There are two young women, let's call them girl A and girl B, because typing "young woman" isn't really something I enjoy doing on a regular basis. Girl A is... beautiful. I have some strange desire to make you understand this. She is not merely "pretty", "hot", or even "bodacious", if that's even a word any more. She is beautiful of historic proportions. The kind of beauty that, had it existed in great quantities from a couple of hundred years ago, would have spawned "Girl A-jokes" instead of blonde-jokes, because of the depth of our jealousy towards her and her appearance.
But of course, it's not to be, girl A and I. As a spoiler, I can tell you it's (probably) not to be between I and girl B either. There are reasons of this, which I shall endeavour to spare you of, for the sake of... something.
So on the way from our designated warming-up-place (by which I mean "place somebody thought little enough of to let us all party to destruction"), girl B rides on my bike. And manages to get her scarf stuck, not in the wheel, thankfully, but in the... other thing.

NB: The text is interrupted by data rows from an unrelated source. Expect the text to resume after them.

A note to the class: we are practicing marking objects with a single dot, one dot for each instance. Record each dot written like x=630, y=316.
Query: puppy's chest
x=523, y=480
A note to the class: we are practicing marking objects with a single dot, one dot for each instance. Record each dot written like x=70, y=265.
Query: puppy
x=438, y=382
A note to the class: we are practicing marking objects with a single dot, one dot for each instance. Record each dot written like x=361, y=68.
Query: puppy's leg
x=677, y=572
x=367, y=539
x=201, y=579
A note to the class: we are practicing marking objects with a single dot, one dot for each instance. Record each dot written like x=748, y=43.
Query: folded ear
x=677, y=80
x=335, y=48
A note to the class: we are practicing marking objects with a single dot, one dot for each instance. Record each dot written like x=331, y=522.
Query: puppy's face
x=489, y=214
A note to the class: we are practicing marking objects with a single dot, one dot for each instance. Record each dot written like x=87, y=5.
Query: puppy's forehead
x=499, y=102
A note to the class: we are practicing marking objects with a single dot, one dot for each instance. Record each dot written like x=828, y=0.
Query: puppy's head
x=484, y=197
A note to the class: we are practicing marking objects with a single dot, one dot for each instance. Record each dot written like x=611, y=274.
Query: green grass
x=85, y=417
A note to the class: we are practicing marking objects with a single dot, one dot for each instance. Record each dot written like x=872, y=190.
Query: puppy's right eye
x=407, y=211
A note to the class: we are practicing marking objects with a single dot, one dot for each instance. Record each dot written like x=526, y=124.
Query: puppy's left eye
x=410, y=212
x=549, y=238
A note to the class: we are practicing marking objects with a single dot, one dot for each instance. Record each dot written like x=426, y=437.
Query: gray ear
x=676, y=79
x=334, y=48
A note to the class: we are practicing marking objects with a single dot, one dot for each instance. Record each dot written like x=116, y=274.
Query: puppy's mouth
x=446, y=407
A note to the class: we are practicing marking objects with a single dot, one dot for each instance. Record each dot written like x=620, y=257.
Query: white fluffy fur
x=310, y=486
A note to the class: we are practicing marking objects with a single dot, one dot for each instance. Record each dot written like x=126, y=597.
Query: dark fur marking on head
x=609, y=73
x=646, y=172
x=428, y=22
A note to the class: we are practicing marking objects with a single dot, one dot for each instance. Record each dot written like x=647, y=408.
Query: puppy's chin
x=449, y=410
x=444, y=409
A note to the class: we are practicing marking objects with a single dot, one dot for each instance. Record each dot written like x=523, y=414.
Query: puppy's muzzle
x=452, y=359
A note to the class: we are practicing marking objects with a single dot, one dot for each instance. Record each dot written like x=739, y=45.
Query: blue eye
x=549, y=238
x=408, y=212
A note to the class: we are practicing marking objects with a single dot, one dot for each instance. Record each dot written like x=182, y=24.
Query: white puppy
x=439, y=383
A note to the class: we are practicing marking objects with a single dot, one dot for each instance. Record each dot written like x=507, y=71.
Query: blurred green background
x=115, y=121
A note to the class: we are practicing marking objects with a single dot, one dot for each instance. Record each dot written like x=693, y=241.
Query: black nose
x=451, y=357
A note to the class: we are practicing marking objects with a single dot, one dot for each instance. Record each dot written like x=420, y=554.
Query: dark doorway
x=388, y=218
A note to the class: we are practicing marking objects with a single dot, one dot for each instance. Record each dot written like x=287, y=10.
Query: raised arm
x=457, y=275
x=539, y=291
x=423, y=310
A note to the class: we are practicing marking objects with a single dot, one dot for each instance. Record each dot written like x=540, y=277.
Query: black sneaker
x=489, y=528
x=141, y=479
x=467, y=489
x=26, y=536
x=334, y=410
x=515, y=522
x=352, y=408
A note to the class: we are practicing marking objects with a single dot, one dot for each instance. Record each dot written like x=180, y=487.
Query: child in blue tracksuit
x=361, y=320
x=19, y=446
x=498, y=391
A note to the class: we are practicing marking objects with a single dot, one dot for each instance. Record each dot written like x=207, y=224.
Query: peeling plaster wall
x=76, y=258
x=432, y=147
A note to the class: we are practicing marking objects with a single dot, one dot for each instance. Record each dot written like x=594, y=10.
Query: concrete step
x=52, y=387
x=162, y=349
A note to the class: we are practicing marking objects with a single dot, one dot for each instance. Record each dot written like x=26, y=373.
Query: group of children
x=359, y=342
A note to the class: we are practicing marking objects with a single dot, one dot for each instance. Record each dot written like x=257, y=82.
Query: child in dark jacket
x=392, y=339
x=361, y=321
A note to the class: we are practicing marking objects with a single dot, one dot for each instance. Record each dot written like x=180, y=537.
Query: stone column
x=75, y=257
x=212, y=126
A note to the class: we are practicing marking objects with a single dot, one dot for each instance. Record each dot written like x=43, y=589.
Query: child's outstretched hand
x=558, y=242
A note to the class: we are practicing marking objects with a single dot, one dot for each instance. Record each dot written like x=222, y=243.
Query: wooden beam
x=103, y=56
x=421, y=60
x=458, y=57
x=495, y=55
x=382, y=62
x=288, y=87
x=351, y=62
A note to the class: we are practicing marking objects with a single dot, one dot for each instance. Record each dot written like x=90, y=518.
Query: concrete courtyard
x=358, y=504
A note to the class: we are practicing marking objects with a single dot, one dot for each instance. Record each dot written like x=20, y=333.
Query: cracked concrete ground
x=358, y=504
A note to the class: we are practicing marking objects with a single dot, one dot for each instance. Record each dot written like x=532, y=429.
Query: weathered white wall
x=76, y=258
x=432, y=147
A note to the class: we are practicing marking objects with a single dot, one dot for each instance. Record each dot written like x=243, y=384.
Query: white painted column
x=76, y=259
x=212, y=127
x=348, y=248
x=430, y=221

Nevermind. The thing is, the chain jumps, and wedges itself between the frame and one of them thar cog thingies at the back in an intricate manner. I'm no bicycle mech, however shocking that may be, and I'm certainly no expert at bicycle vocabulary, be it in English, Swedish, or Japanese. Or French, for that matter. Anyway. The point it, it left my bike un-bikable in the middle of the city.
Cut to standing in line at the club of choice. Where girl A starts feeling ill effects of either too much of some legal substance, or that in combination with some unwitting consumption of something not-so-legal. So we bail. Now, at this time of night, there are no trains. There are no busses. My bike is broken down, and even if it weren't, she probably wouldn't be up for a really long ride on it. She definitely wouldn't. So taxi is the only option. Some five sessions of hurling various chunks in various places later, and we make it home to her place, and she goes to sleep. I wait around for a good while to see she's (seemingly) ok, but I really have to go pick up my bike. "Downtown", as it were.
Using my own brand of super powers, I manage to lock the door and still leave her the key for when she wakes up, and head off. It takes about an hour and a half. Walking alone in the middle (or after the middle, as it were) of the night for that amount of time might not seem an idea way to spend your night. But it was actually ok. Until about halfway through, when girl C calls and asks where I and girl A are, which means I have to shut off my MD. Which refuses to live after that, leaving me singing to myself for the rest of the way. I'm sure somebody's happier for it, at least the people I met seemed to be enjoying themselves royally at my expense.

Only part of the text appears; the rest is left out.